Third poll conducted by the Scottish Council of Jewish Communities in recent years seeks to 'identify patterns' impacting Jews

Scotland's First Minister Nicola Sturgeon (left) with SCoJeC chair Micheline Brannan and SCoJeC director Ephraim Borowski
Scotland's First Minister Nicola Sturgeon (left) with SCoJeC chair Micheline Brannan and SCoJeC director Ephraim Borowski

The umbrella group for Scottish Jewry is to undertake another survey to understand how society’s increasing polarisation is affecting Jews north of the border.
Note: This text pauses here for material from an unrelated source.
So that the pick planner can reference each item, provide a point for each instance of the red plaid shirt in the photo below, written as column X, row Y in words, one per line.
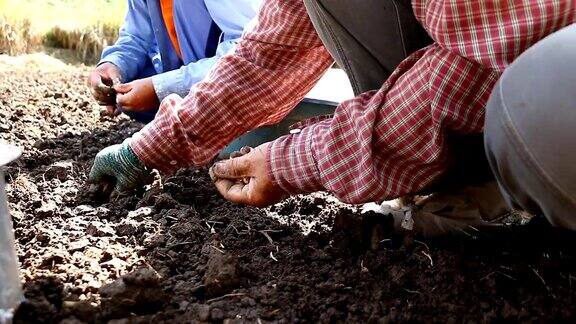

It will be the third big survey undertaken by the Scottish Council of Jewish Communities (SCoJeC) in recent years. The first, called ‘Being Jewish in Scotland,’ was carried out in 2011-12, while a follow-up was done in 2014-15. Both were funded by the Scottish Government.

The latest temperature check was announced this week after SCoJeC secured funding for two final-year social science students from the University of Glasgow, who will work on the survey together with SCoJeC researcher Fiona Frank.

The organisation said it was being undertaken “in the context of an increasingly polarised society where antisemitism has become a familiar topic of discussion both in the media and in the political arena”.

It added that “Jewish people are understandably unsettled, and it is therefore timely to revisit our previous findings, in order to identify patterns and find out whether Scotland is different from the rest of the UK”.